Ce qui nous amène en Chine, où le gouvernement applique la reconnaissance faciale pour identifier et suivre les membres des Ouïghours, un groupe ethnique systématiquement opprimé par le gouvernement. Il s’agit du premier cas connu d’un gouvernement utilisant l’apprentissage automatique pour établir un profil par appartenance ethnique. Ce signalement d’individus par groupe ethnique est conçu spécifiquement pour être utilisé comme facteur de décisions discriminatoires – c’est-à-dire fondées au moins en partie sur une classe protégée. Dans ce cas, les membres de ce groupe, une fois identifiés, seront traités ou considérés différemment en raison de leur appartenance ethnique. Une start-up chinoise évaluée à plus d’un milliard de dollars a déclaré que son logiciel pouvait reconnaître «des groupes de personnes sensibles». Son site Internet disait: «Si à l’origine un Ouïghour vit dans un quartier et que dans les 20 jours, six Ouïghours apparaissent, il envoie immédiatement des alarmes» aux forces de l’ordre.

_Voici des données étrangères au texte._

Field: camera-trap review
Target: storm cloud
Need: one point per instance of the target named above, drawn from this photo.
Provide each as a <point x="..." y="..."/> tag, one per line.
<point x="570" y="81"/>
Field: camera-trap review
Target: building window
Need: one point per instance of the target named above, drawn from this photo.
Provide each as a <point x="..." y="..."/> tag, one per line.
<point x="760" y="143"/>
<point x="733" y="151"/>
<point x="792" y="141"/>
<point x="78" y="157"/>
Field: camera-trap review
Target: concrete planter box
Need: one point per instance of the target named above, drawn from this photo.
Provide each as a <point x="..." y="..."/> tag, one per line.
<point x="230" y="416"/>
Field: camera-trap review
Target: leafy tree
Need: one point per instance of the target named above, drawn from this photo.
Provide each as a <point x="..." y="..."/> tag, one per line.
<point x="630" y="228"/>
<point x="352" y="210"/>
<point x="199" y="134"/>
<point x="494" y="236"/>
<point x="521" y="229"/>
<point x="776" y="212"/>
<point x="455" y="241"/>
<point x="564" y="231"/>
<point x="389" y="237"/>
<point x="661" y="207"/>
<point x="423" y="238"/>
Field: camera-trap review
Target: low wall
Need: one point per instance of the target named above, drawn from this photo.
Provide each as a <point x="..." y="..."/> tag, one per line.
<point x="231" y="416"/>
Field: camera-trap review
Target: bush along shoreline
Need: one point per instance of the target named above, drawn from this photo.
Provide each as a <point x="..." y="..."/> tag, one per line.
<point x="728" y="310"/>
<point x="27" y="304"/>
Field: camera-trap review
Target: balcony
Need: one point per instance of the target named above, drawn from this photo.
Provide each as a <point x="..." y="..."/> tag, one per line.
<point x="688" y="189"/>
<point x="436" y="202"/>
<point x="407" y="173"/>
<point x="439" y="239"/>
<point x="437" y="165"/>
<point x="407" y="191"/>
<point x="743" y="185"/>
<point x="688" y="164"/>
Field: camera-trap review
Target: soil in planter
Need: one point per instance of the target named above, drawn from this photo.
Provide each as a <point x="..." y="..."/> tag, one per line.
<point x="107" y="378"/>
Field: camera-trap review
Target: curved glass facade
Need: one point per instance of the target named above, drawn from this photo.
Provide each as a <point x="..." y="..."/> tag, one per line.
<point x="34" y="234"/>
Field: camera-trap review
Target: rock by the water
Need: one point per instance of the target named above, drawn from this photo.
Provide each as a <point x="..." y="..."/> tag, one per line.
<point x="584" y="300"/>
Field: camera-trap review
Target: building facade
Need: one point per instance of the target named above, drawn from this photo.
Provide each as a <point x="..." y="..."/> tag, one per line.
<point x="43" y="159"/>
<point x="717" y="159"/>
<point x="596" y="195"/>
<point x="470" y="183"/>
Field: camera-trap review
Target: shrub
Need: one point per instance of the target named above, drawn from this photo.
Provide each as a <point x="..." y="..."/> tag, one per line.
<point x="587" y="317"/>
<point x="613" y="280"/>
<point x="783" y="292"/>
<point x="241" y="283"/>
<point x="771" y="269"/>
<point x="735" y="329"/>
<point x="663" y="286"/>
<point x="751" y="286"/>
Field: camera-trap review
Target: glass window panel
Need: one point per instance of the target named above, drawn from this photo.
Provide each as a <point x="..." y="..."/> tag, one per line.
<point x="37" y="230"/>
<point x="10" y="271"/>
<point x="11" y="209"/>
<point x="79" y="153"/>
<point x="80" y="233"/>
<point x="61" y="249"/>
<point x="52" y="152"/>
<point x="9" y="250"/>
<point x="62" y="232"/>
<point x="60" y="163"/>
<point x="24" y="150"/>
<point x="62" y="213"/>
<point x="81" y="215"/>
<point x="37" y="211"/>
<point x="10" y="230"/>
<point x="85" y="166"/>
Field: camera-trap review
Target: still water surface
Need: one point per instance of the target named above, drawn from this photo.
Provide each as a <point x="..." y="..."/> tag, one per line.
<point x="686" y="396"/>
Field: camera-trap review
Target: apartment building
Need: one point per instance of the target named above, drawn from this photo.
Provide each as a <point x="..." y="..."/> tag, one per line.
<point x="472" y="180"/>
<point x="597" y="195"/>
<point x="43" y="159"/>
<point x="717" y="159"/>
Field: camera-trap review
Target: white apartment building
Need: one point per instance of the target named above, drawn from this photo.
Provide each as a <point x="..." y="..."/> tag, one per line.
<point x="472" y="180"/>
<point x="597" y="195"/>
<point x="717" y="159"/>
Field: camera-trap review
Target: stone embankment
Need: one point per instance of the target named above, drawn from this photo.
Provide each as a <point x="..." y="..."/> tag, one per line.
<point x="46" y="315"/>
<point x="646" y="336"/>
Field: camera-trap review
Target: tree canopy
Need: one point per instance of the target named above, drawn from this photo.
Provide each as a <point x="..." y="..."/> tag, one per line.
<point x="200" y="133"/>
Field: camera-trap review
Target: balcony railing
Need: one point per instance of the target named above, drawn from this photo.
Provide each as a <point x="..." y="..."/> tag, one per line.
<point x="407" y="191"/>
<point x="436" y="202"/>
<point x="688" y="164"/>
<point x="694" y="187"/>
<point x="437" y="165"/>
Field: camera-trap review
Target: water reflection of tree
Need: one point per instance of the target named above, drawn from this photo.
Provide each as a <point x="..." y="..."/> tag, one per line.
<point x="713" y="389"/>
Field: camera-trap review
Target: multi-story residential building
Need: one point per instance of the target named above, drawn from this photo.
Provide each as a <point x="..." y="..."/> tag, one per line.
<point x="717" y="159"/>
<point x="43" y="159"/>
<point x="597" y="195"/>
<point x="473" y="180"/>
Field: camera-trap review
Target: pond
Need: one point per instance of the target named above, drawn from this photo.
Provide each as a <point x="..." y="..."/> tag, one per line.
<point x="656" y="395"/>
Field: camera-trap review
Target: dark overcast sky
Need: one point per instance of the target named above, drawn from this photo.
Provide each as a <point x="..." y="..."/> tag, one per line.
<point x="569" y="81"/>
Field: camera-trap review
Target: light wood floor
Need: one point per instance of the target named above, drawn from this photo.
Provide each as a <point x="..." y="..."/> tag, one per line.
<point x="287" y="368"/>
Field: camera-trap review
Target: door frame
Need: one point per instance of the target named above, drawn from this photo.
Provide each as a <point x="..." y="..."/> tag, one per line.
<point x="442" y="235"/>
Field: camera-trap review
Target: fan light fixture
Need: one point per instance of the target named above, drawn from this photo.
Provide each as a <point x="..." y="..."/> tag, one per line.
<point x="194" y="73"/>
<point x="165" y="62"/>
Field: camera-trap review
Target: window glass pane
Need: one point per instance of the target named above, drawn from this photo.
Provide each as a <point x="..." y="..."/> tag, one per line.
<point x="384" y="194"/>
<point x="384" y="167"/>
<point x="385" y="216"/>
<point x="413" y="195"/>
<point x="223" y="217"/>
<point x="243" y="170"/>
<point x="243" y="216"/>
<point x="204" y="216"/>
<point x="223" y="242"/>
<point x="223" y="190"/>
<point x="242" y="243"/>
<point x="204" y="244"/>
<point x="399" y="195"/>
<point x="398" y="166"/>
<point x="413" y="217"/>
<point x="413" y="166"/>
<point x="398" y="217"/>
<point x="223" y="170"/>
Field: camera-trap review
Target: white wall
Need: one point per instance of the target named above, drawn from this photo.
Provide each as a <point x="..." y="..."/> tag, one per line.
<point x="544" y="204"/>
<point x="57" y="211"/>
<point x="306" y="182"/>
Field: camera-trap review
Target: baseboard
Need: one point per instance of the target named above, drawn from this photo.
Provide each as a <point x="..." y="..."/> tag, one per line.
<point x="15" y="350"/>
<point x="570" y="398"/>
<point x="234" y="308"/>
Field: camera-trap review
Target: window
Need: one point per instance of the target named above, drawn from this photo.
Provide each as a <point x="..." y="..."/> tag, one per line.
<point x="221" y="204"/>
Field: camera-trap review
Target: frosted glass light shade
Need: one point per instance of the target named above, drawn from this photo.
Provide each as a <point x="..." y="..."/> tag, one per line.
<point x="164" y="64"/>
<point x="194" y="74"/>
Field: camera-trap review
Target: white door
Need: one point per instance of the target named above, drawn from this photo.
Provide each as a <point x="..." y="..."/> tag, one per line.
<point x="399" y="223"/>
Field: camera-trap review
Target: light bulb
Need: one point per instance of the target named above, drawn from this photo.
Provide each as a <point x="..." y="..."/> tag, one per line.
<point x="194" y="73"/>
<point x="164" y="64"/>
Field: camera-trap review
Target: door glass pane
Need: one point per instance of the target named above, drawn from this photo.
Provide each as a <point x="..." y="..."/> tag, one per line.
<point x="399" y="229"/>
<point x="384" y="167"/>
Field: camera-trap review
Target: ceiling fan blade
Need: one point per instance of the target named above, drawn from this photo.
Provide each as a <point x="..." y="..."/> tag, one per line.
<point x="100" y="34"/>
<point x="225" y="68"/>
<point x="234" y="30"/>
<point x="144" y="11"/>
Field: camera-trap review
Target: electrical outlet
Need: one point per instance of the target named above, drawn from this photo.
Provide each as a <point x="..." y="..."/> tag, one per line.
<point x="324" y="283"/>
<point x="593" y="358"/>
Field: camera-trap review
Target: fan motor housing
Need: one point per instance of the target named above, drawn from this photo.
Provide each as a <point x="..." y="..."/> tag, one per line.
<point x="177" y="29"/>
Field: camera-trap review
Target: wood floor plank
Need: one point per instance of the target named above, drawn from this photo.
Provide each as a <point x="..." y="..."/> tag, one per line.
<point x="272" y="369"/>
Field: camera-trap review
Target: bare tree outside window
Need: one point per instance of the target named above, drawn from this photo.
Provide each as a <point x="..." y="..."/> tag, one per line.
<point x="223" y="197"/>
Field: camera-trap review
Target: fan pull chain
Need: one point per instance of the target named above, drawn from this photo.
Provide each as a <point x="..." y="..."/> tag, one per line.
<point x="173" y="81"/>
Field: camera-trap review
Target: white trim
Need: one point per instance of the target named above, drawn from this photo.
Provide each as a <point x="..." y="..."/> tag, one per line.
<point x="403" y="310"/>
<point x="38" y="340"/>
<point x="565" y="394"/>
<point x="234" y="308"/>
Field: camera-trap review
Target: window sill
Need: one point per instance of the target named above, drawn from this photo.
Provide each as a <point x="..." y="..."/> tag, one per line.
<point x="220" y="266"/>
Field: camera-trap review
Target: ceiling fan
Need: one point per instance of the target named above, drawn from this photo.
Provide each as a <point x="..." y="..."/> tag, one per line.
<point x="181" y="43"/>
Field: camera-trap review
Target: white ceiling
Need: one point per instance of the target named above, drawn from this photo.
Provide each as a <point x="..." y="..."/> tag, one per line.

La mise en œuvre du traitement différentiel d’un groupe éthique basé sur la technologie prédictive prend les risques à un tout autre niveau. Jonathan Frankle, chercheur en apprentissage profond au MIT, prévient que ce potentiel s’étend au-delà de la Chine. «Je ne pense pas qu’il soit exagéré de traiter cela comme une menace existentielle pour la démocratie. Une fois qu’un pays adopte un modèle dans ce mode autoritaire lourd, il utilise des données pour imposer la pensée et les règles de manière beaucoup plus profonde… Dans cette mesure, il s’agit d’une crise urgente dans laquelle nous entrons lentement en somnambulisme. »

C’est un véritable défi de tracer la ligne pour déterminer quels objectifs prédictifs poursuivis avec l’apprentissage automatique sont contraires à l’éthique, et encore moins contre lesquelles il faudrait légiférer, le cas échéant. Mais, à tout le moins, il est important de rester vigilant lorsque l’apprentissage automatique sert à renforcer une pratique contraire à l’éthique préexistante, et également lorsque cela génère des données qui doivent être traitées avec précaution.